You may not know the name Opower (NYSE: OPWR), but it might just know you. Knowing you, in fact, is the key to the company's recent successes in helping its utility customers reduce the power electric users like you use during brief, but important, grid straining periods. That's just one more reason for Opower's customers to love it..

Opower who?
Opower is something of a middleman, providing cloud-based services to nearly 100 utilities around the world. The basics are pretty simple, Opower takes utility usage data and spits it back out to customers in print, on the Web, and on mobile devices. Essentially, it lets around 50 million customers see how they're using power and saves utilities the cost and effort of doing this work themselves.

Opower's global customer base. Source: Opower Inc

But step back one moment and think about this. Opower has access to the energy use data of 50 million customers. In today's "big data" world and the "Internet of things" connectivity (i.e., utility meters), this data is highly valuable. But what do you do with it?

Opower has been trying to prove that it can reduce customer demand in a pinch. And the numbers are big, as much as a 5% demand reduction. That doesn't sound like much, but for a utility facing peak demand, trimming a few percentage points off demand could be the difference between smooth sailing and power outages. The impressive thing is that Opower has proved it can achieve this level of use reduction not once, but twice..

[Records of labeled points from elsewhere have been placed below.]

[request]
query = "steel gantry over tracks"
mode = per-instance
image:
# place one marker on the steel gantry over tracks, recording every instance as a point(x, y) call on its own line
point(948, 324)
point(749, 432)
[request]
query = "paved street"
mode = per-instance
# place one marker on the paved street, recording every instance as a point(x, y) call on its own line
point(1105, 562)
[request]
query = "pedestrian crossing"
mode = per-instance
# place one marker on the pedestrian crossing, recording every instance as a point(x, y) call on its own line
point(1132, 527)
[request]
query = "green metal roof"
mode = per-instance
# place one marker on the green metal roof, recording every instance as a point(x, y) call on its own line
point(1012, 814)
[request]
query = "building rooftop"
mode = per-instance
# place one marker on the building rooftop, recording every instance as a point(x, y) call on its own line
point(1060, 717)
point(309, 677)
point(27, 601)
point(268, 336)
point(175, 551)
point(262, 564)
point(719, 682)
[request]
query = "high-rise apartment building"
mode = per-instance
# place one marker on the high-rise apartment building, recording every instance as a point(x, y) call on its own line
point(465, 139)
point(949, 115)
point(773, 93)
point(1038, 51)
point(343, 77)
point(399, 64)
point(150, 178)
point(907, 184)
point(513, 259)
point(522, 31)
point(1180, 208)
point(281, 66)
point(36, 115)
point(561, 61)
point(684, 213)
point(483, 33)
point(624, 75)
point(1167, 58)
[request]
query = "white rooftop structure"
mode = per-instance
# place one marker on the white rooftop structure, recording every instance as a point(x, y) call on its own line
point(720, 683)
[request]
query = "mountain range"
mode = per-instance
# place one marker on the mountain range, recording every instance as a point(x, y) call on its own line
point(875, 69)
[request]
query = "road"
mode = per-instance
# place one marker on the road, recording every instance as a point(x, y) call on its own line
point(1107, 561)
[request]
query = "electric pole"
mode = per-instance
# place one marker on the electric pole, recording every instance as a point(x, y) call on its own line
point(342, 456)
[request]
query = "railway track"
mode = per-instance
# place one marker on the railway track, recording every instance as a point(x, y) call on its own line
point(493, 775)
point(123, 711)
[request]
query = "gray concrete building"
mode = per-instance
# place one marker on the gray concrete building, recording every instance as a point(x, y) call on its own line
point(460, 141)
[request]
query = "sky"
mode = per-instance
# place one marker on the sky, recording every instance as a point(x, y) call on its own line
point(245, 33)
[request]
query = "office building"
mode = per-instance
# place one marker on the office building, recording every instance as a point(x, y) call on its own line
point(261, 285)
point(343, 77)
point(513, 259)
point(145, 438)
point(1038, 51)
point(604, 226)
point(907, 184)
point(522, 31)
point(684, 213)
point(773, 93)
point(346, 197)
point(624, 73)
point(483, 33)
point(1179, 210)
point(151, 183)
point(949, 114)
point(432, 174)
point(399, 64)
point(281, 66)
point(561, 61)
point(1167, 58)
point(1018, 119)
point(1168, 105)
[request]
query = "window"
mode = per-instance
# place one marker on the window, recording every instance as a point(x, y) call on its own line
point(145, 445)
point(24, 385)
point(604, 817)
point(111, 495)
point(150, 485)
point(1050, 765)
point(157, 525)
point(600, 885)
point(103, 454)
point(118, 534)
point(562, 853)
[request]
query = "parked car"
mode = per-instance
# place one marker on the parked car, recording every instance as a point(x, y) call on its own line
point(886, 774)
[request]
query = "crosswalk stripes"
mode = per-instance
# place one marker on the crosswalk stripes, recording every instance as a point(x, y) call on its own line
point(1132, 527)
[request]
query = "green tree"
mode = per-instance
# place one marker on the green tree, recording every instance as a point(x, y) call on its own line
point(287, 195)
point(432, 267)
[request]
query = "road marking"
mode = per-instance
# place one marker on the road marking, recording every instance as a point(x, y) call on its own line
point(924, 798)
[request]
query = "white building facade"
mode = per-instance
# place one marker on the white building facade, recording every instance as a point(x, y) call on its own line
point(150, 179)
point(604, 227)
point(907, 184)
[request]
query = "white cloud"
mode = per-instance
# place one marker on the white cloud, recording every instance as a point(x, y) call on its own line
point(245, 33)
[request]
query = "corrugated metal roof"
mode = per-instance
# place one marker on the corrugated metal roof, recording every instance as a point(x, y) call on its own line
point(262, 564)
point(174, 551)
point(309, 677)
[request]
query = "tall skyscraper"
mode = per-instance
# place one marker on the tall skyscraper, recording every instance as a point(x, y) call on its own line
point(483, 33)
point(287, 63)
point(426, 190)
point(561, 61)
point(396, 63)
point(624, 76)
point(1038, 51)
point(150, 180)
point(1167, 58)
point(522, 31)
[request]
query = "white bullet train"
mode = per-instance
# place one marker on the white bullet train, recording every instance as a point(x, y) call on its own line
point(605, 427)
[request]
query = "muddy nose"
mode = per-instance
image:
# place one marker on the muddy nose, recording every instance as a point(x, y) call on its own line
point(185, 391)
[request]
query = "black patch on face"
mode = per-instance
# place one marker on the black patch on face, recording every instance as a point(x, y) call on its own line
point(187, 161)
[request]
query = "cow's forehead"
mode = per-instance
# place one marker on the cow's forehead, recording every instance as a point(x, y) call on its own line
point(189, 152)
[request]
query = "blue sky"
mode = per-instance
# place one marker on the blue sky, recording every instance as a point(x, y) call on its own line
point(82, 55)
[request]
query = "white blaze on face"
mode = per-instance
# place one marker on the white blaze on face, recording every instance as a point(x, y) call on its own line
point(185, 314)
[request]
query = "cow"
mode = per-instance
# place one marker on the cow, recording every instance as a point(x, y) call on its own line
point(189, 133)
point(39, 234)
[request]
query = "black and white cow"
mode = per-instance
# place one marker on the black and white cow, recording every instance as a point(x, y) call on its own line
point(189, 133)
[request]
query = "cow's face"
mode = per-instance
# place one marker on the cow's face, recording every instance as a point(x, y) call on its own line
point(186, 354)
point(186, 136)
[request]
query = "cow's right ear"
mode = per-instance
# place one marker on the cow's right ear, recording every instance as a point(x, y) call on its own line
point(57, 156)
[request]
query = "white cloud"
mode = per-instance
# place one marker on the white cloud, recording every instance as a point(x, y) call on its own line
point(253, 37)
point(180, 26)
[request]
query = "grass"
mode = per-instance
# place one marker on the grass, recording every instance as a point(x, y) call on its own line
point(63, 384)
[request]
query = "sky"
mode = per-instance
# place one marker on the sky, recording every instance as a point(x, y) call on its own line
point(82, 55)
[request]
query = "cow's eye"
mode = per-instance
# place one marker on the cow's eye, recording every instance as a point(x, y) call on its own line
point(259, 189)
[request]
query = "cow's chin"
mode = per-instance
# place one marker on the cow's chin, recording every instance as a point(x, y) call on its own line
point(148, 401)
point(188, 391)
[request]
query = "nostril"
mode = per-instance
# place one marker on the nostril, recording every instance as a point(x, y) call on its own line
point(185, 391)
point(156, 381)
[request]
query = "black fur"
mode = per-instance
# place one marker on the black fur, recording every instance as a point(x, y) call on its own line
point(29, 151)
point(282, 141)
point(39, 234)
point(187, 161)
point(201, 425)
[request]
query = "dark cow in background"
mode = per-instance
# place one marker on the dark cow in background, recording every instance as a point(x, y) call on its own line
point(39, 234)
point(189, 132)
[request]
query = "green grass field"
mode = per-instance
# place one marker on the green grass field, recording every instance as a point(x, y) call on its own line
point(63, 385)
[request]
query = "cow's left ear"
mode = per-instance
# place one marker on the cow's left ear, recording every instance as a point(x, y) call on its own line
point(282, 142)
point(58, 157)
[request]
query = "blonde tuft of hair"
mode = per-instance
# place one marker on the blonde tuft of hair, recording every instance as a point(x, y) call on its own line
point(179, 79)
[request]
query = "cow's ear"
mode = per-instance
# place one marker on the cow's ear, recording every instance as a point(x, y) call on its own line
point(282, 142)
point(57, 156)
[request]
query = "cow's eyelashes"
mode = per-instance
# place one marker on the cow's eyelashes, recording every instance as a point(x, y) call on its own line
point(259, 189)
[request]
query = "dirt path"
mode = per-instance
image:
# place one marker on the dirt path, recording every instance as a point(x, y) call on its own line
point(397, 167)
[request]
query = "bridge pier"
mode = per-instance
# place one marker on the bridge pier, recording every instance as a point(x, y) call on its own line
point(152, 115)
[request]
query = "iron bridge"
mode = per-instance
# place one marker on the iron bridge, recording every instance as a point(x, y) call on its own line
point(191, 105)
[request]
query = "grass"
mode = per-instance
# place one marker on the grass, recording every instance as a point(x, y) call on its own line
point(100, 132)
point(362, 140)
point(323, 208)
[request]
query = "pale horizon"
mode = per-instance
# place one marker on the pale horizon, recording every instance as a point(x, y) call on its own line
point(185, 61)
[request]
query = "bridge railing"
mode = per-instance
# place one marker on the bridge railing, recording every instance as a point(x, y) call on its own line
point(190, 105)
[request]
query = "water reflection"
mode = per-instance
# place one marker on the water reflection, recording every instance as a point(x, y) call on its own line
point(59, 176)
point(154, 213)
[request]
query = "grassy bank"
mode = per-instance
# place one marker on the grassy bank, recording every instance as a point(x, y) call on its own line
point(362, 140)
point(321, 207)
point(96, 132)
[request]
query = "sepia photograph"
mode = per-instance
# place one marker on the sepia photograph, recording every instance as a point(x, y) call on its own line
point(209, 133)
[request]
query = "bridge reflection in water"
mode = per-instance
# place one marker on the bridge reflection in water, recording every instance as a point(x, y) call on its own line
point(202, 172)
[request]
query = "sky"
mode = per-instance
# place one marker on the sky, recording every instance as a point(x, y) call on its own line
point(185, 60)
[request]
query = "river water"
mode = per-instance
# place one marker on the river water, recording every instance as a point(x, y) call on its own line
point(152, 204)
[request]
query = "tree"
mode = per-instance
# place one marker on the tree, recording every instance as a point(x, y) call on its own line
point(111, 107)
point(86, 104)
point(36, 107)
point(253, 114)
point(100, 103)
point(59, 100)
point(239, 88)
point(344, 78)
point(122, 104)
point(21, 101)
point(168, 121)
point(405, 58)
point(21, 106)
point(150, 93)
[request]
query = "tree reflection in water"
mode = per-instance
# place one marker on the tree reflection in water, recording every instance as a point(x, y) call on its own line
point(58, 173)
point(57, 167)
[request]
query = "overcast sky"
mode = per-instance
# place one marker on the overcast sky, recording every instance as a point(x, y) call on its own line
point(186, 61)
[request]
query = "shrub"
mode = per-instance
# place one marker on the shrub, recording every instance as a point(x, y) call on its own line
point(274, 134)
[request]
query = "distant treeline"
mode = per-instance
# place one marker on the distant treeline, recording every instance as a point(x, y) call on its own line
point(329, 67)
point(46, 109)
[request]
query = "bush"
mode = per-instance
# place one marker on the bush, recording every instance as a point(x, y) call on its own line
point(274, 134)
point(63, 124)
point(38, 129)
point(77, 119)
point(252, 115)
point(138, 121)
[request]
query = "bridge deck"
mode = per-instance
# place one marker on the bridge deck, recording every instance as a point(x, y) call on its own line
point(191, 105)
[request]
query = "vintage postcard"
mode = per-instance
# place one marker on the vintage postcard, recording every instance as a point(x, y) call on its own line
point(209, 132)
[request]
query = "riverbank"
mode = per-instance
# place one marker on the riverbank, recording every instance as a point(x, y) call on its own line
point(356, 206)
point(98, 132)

Don't underestimate the impact of this. There are two types of power plants, base load and peaking. Base load plants run just about all the time and peaking only get turned on when demand spikes. For example, so-called combined cycle gas powered plants run constantly at around 50% to 60% of their full capacity. But steam turbine gas plants usually run in the high single digits until the summer, when they can run at twice that rate. In other words, these plants pretty much just sit around waiting to be used and then only for brief periods of time. That makes them very expensive to keep around for the relatively infrequent "peak" periods when they are desperately needed to ensure grid reliability. Opower has proven it can help reduce the need for peaking plants.

Not the only one
If you've been around the utility space for a while, you know about demand response. Essentially, this means getting customers to temporarily cut back on their energy use during peak periods. It isn't new. Demand response has been one piece of EnerNoc's (NASDAQ: ENOC) broader business for years, only it's focused on business users, offering financial incentives to get utility customers to cut back on demand during peak periods.

The industrial space is an easier market to reach than consumers, because a small number of large customers are being targeted. Often these utility customers are happy to have some help in cutting their utility costs, too. So getting paid to use less power is a win/win, and EnerNoc helps make it happen. EnerNoc, for reference, works both with utilities and corporations with the broader goal of managing power use; demand response is only one part of the company's larger business. That said, EnerNoc's demand response efforts are a net positive because it helps utilities avoid the need and cost of running peaking plants even though the utilities have to pay the industrial customers to cut back their power use. 

Opower's demand response efforts are different because the company has targeted retail customers and there's no money involved, which is why this is such an important success. Basically, Opower has proved that utilities can reduce peak demand just by asking.

We've all heard or seen the broad-based calls for people to cut power use. Those don't work, and in some cases they actually increase demand. The reason Opower has been able to achieve up to a 5% power reduction is that it personalizes the communication. Opower, which knows how you use power, can speak directly to your usage and provide you with feedback about how well or poorly you've done compared with your own use and to the power use of your neighbors. (Do you see how personalized Opower's message is?)

So what?
Now this is honestly exciting, but more so for utilities than you. What your takeaway should be is that Opower is using big data to effect big changes that make its customers -- utilities -- happy. That helps explain why revenues have been heading steadily higher since the company went public a few years ago.

But Opower is losing money today, so it's probably not a good choice for risk-averse investors. However, for more aggressive types, it's worth a deep dive. Once Opower gets a utility to sign on, it has an annuity-like contract in place because it's not easy to switch providers. Putting a number on that, around 90% of Opower's revenues are recurring in nature. The more customers it gets, the more recurring revenue it generates.

The revenues just keep on recurring. Source: Opower

The losses are more about building out its systems and winning new customers, which only adds more value to the over 500 billion meter read database this utility industry focused company uses to differentiate its service. For example, in 2014 it had $84 million in revenues and spent $61 million on sales and marketing and $46 million on research and development. The trends so far this year are roughly similar on the sales front, with a slight reduction on the R&D side. But once Opower reaches critical mass, its annuity-like revenues should start to fall to the bottom line as profits.

And successfully proving that it can cut electricity demand is a huge selling point. Why? Because the other option for a utility is to build more power plants -- that's far more expensive than having Opower just ask customers (like you) to curtail their use. Opower is a small company with big ambitions. So far, though, it's proved its worth to its customers. If you're looking at big data and the Internet of things, Opower should be on your watch list.